Each step has a defined input, output, and quality gate. If any gate fails, work goes back to the responsible agent with specific fix instructions.

13-step pipeline from capture through publish with red feedback loops for failed reviews

The red dashed arrows are the feedback loops. A content review score below 70 sends the article back to the writer. A diagram review failure sends it back to the builder. No step is “done” until its quality gate passes.

This pipeline produced every article on this site, including the flow inventory governance piece, the environment strategy guide, and the solution-aware flows article.

MCP Servers: Extending the Agent’s Reach

Model Context Protocol servers give your agents access to external tools and data. Three MCP servers power our setup:

MCP Server	What It Provides
Microsoft Learn	Search and fetch official Microsoft documentation
Draw.io	Programmatic diagram creation with Azure2 icons
Google Trends	Trending topics and news for content research

The key lesson with MCP: always verify capabilities by testing, not by assuming. Our Draw.io MCP server required a browser open on localhost:3000 for the WebSocket connection. The tools list said nothing about this requirement. We discovered it when every tool call hung indefinitely.

What Went Wrong (Twice)

Before sharing the lessons, here are two disasters that shaped the system.

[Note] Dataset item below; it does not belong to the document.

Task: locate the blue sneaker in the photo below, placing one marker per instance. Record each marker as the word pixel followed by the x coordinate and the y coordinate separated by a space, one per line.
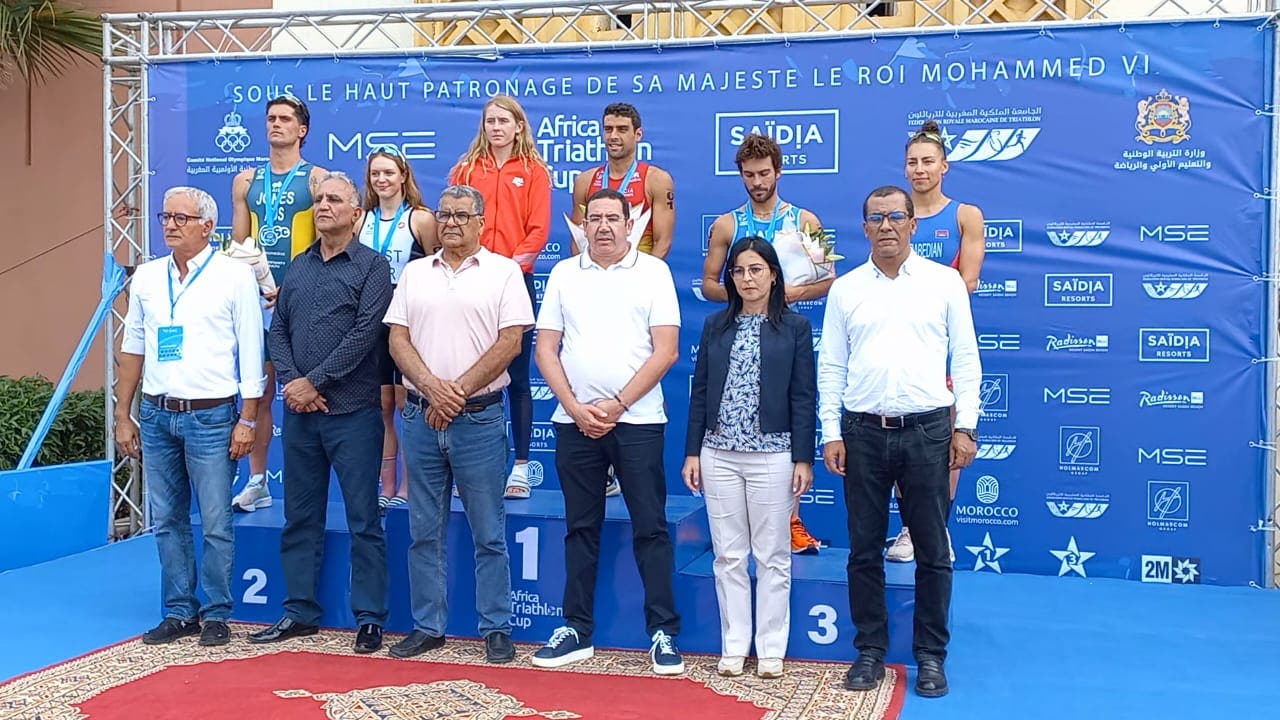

The Dark Mode Export Disaster. A batch of diagrams was exported to SVG and deployed to production before anyone checked the live site in dark mode. Every diagram had a black background with dark green shapes, completely unreadable. The root cause: --svg-theme auto uses CSS light-dark() which responds to the OS dark mode preference, not the site’s theme toggle. The fix was --svg-theme light with a CSS card wrapper in the blog layout. The first deploys had asset-routing bugs that the publish-check gate now catches.

The HTML Encoding Bug. Draw.io stores HTML in XML attributes. The value Dev must be encoded as Dev in the .drawio file. Draw.io then decodes it and renders the HTML. The batch generator had the encoding wrong, first too little (raw tags in XML = malformed), then too much (double-encoded = literal  showing on screen). Raw HTML rendering bugs slipped through before publish-check gating was added.

Both bugs had the same root cause: no visual review step in the automated pipeline.

Quality feedback loop: build, review with 4 critics, score check, fix if below 70 or ship if passing

The fix: a mandatory quality loop. Build the diagram, run 4 critics, check the combined score. Below 70? Back to the builder with specific fix instructions. Above 70? Export and deploy. No exceptions. The Layout Critic and Brand Critic run programmatically and scored 100/100. But neither of them could see that the exported SVG looked terrible. The fix: always verify the deployed output with WebFetch or a screenshot before declaring success.

What I Learned Building This System

1. Never accept “can’t do it” from the agent

When Claude said it could not export SVGs, the correct response was “research how.” The draw.io desktop CLI had --export --format svg all along. Push back on capability claims.

2. Test on the live site, not in the editor

Diagrams were built in batches before anyone checked the deployed result. The first deploy showed dark backgrounds and broken icons. Checking after the first diagram would have caught the issue immediately instead of multiplying the rework.

3. Build the review system before the production system

The content pipeline came first, with no quality gates for diagrams. Building the critic agents before batch-generating diagrams would have caught the arrow alignment, broken icons, and dark mode issues before they hit production.

4. Memory prevents repeat mistakes

Every debugging session produced a feedback memory entry. “SVG export needs —svg-theme light” is the kind of knowledge that shortens the iteration loop measurably; calibrate to your own setup.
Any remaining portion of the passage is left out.